European countries concerned about returning jihadists

Sunday 21/08/2016
Britain’s Prime Minister Theresa May (4L at table) hosts a national security meeting at Downing Street in London, last July.

London - With the Islamic State (ISIS) in retreat across Iraq and Syr­ia, many in Europe are increasingly concerned about the prospect of foreign fighters returning to their homelands to continue jihad.
As many as 20,000 people have travelled from Europe to fight for ISIS in Iraq and Syria. Europol Di­rector Rob Wainwright last Febru­ary warned that Europe was facing its biggest terror threat in more than a decade. After a series of lone-wolf attacks in Europe attributed to ISIS, more jihadists are expected to return and that terror threat is ex­pected to heighten.
An estimated 850 people from Britain are believed to have trav­elled to Iraq or Syria to support or fight for jihadist groups, particu­larly ISIS and about half of them have returned. There have been few prosecutions of returning jihadists and analysts expressed concern about what they are doing.
Anthony Glees, director of the University of Buckingham’s Centre for Security and Intelligence Stud­ies, said it was alarming that so few — approximately one-in-eight — of those who had returned from Syria had been prosecuted. He warned that Britain’s security services faced a difficult task in dealing with re­turning jihadists since they would likely be using false documents.
“In theory, if MI5 knows the iden­tity of the people who’ve gone out and know about their families and where they are, if they come back, sooner or later, they’ll be picked up. In practice, our security forces are so hard pushed that it is unlikely that will happen,” Glees said.
“We need to know why so many haven’t been prosecuted. It sug­gests to me that they have simply gone off the radar, while our secu­rity services try to play catch-up,” he said. “If they can get back into the UK under a false identity, then probably they won’t be known about unless something else hap­pens.”
So what is the solution to the re­turning jihadist phenomenon, par­ticularly after it was revealed that returning jihadists had played a ma­jor role in the planning and imple­mentation of major terrorist attacks across Europe?
For many analysts, the answer is simple: European countries must stop nationals from travelling to join ISIS in the first place. They must stop former ISIS members from re­turning, regardless of whether they cut ties with the group or are plan­ning to sow chaos.
“We should do everything we can do, lawfully, to prevent people from going. In particular we should do everything we can do to prevent children under the age of 18 from going,” Glees said. “However, if you have gone and you are over the age of 18, people like me would say you should not be allowed to come back.

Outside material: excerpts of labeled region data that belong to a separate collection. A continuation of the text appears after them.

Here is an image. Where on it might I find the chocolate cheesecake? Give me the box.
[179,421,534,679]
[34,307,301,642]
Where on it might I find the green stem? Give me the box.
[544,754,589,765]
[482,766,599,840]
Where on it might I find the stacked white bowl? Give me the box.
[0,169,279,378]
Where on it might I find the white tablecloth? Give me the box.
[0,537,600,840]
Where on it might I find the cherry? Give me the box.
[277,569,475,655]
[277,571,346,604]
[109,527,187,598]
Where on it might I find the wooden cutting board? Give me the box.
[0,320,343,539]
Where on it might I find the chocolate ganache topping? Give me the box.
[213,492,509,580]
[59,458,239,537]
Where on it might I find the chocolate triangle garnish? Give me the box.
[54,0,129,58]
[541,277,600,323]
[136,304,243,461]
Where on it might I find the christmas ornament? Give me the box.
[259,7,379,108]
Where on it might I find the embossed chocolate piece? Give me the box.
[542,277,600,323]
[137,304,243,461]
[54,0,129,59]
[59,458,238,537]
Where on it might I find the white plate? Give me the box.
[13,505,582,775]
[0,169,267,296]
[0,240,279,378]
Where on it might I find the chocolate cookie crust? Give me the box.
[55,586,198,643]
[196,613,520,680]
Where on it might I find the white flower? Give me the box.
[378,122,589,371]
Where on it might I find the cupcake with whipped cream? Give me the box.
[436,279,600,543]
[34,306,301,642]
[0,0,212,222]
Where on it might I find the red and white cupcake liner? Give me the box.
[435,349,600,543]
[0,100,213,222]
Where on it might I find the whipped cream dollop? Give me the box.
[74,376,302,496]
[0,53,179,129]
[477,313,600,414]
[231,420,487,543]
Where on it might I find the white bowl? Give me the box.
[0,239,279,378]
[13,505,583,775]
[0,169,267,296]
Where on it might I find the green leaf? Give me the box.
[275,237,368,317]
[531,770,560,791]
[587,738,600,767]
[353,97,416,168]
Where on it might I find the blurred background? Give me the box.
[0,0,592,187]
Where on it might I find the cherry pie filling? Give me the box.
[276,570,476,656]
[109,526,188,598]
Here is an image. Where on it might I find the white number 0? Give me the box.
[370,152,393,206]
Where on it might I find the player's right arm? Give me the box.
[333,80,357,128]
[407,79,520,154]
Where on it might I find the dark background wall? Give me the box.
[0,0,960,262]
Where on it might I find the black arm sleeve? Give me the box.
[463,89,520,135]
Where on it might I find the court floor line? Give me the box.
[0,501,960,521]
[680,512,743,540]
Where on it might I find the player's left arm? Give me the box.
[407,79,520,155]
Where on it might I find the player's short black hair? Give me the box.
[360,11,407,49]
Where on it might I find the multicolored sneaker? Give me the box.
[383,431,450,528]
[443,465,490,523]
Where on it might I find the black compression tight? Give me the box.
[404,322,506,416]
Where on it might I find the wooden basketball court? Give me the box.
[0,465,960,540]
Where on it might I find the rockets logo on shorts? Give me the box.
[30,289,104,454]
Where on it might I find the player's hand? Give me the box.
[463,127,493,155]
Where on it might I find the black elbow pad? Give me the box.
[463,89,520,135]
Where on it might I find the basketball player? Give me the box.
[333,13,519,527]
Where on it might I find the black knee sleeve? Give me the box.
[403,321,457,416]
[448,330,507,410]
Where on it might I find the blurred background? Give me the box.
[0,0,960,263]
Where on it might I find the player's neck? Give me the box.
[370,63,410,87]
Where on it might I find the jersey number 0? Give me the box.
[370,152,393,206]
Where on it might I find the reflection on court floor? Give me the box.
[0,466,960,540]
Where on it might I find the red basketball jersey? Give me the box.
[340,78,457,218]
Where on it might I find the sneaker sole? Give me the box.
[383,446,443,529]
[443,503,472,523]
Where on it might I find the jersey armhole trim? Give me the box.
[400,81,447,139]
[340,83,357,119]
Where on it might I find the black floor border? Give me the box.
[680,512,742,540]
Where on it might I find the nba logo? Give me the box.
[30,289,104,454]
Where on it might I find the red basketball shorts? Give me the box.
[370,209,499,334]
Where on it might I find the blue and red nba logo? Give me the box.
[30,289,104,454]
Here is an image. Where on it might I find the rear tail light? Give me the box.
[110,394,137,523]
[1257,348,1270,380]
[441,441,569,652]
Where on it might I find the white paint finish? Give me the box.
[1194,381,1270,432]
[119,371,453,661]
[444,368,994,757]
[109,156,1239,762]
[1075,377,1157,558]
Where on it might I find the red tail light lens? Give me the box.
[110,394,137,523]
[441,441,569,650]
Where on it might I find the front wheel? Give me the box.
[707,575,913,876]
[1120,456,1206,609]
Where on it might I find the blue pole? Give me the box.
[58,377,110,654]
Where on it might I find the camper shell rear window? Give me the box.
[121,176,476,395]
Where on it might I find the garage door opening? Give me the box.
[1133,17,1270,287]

If you swore allegiance to ISIS, that’s it.”
That leaves an estimated 400 re­turned jihadists in Britain, some of whom have been prosecuted or are in the process of being prosecuted, others who are likely being moni­tored by MI5 for intelligence pur­poses and a small number who are “off the radar” and possibly plan­ning trouble.
For those known to authorities, the Home Office has launched a Desistance and Disengagement Pro­gramme to assist deradicalisation by ensuring former jihadists receive therapy and meet moderate preach­ers — mentors — on a monthly basis.
“It [the programme] could well be broadened to apply to those re­turning from Syria who the police and security services may suspect of wrongdoing but who they don’t have enough evidence against to put on trial for national security-re­lated offences,” a counterterrorism source told Britain’s Sunday Times newspaper.
Participation in the programme, still in its pilot stage, will be made a condition for prisoners to be re­leased on licence but some analysts said they are sceptical.
“Security is not a switch; it’s a dial and at the moment the security threat facing the UK and all other European countries is severe,” Glees said. “Our country does not have the resources at a time when there are so many other calls on public funding to devote a large amount of money so they can deradicalise and detoxify people in this way.
“My feeling is that it would take weeks of interrogation and a vast amount of time and public expense to try and work out which of those people was coming back for legiti­mate purposes and which of those was coming back for nefarious pur­poses. Both sets of people ought to be prosecuted and then it would be for a court to determine how seri­ous the offence,” he added.
“The bottom line: We need more people to keep our borders secure. We need to know as much as we can about those who’ve gone out, and it takes a lot of trouble to catch those who come back. The best thing is to say we’ll do everything lawful to keep you here but once you go, that’s it.”